Jim Balsillie
Former BlackBerry CEO Jim Balsillie conceded Tuesday that the iPhone was the cause of his company's downfall. Above, Balsillie discusses the BlackBerry PlayBook during an interview in 2010. Lucas Jackson/Reuters

Former BlackBerry Co-Chief Executive Jim Balsillie on Tuesday conceded what the rest of the world already knew: Apple's iPhone was the cause of the once-great Canadian company's fall from grace, saying Steve Jobs' magnum opus was a devastating blow to the company formerly known as Research In Motion.

The former BlackBerry executive admitted as much during a question and answer session in Toronto for "Losing the Signal: The Untold Story Behind Spectacular Rise and Fall of BlackBerry," a new book by authors Jacquie McNish and Sean Silcoff. The event was Balsillie's first public remarks since leaving the company in 2012 alongside his co-CEO Mike Lazaridis. "It was difficult. It was a real shock to the company," Balsillie said of the iPhone's arrival in 2007, according to the Associated Press.

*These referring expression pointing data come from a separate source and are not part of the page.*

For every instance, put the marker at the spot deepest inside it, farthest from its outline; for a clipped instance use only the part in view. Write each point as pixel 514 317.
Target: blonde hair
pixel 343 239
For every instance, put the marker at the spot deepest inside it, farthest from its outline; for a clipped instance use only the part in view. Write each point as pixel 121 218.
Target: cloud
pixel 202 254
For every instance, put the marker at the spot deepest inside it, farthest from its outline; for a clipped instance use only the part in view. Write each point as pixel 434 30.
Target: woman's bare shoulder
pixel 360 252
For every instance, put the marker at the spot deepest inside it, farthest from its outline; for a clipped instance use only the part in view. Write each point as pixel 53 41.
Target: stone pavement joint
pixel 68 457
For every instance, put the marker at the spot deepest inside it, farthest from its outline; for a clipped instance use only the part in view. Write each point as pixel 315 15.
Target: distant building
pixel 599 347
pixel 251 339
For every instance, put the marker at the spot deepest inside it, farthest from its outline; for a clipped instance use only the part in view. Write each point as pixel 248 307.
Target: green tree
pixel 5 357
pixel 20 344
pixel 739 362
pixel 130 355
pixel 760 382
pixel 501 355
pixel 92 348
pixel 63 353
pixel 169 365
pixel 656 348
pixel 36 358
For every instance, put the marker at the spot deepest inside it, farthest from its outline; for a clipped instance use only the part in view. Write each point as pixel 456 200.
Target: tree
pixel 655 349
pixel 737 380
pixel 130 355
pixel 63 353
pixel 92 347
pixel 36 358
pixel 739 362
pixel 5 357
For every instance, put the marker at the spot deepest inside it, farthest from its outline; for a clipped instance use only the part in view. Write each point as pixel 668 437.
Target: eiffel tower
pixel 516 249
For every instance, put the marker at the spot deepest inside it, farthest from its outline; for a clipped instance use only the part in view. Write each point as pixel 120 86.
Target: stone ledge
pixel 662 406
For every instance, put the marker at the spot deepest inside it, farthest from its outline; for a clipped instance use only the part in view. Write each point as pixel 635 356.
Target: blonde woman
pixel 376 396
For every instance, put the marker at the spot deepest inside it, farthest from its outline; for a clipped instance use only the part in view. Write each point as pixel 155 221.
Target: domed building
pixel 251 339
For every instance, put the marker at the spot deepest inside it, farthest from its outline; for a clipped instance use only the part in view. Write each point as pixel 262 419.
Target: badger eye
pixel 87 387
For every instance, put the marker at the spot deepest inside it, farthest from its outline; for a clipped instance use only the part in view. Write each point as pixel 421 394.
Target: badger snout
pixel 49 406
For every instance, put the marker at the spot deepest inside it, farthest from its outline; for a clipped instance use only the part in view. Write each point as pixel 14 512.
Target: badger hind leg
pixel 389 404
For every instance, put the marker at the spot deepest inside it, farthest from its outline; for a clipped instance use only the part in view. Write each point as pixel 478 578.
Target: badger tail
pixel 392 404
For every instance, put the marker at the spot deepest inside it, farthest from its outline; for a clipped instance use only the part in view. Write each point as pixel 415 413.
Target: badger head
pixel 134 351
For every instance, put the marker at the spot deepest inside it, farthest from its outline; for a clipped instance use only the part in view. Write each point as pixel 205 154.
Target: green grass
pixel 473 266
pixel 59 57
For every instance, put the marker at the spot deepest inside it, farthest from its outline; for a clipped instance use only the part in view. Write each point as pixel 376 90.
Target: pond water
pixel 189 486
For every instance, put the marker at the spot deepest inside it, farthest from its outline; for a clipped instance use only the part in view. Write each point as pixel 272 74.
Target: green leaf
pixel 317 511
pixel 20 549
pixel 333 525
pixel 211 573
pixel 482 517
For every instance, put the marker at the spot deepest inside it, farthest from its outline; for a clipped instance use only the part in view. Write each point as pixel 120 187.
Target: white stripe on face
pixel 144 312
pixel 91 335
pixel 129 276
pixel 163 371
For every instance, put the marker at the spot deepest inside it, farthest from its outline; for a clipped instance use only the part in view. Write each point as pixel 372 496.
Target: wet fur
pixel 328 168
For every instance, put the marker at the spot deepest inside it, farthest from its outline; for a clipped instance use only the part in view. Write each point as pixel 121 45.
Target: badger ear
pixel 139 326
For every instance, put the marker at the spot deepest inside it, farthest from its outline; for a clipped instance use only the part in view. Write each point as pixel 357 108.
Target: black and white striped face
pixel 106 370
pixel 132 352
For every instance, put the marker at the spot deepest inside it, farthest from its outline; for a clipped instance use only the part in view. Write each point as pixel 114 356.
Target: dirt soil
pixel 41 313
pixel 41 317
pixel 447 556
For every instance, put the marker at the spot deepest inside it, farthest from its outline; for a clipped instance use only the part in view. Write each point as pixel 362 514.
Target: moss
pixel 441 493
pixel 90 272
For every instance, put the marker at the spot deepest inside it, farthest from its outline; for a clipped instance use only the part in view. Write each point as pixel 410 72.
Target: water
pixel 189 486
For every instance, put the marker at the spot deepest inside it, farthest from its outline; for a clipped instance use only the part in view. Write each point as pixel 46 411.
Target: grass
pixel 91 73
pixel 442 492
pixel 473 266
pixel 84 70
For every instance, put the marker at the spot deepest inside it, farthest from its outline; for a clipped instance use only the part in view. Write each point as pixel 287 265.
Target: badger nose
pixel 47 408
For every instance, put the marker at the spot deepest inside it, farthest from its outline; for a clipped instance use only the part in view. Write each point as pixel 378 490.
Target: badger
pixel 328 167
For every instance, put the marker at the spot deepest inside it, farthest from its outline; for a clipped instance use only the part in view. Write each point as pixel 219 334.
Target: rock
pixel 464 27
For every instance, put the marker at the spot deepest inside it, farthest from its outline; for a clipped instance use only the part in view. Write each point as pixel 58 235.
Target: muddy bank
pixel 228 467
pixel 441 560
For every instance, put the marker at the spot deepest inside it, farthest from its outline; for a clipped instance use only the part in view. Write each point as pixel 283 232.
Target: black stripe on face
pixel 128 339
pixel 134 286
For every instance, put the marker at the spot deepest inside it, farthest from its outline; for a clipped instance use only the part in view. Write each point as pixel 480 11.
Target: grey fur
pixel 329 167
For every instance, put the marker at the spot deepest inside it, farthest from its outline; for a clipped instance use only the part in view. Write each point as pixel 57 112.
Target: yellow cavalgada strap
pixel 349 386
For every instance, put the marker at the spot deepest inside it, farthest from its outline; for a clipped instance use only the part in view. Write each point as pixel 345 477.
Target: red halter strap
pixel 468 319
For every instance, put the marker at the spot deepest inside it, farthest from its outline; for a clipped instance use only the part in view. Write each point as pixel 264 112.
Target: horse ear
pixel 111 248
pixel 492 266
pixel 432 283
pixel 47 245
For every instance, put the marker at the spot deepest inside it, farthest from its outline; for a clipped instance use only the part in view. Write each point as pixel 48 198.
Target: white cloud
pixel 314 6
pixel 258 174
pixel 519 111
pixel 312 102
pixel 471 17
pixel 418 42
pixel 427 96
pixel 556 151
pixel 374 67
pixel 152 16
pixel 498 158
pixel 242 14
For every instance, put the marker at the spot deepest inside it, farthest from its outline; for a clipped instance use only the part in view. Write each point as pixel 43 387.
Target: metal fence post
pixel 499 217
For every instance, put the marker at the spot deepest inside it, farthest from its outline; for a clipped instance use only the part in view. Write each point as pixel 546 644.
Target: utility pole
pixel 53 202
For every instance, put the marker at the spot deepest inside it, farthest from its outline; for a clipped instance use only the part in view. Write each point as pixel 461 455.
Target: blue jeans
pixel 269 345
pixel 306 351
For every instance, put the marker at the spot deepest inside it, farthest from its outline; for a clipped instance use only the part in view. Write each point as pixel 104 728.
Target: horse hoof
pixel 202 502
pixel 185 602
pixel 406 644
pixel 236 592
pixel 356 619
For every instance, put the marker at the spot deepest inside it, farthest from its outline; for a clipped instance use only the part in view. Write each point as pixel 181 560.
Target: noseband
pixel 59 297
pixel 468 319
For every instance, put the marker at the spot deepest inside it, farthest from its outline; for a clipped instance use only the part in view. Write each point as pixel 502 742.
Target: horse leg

After the iPhone's arrival, BlackBerry tried to compete by launching the touch-screen BlackBerry Storm, but the company bungled the device by rushing its development, Balsillie said.

"With Storm we tried to do too much. It was a touch display, it was a clickable display, it had new applications, and it was all done in an incredibly short period of time and it blew up on us," said Balsillie, adding that the phone was so bad it had a 100 percent return rate and led to Verizon firing BlackBerry as a result. "That was the time I knew we couldn't compete on high-end hardware."

After that, BlackBerry tried multiple times to compete with the iPhone and remain relevant in the smartphone market, but it's been unsuccessful in gaining a foothold and is now a shell of what it once was. BlackBerry reached a peak market value of $83 billion in 2008 and is now worth just $5 billion.

But to Balsillie's credit, the former BlackBerry CEO remains loyal to the company he helped found, saying he still uses a BlackBerry Bold as his smartphone. "You'll have to pry it out of my cold, dead hands," he said.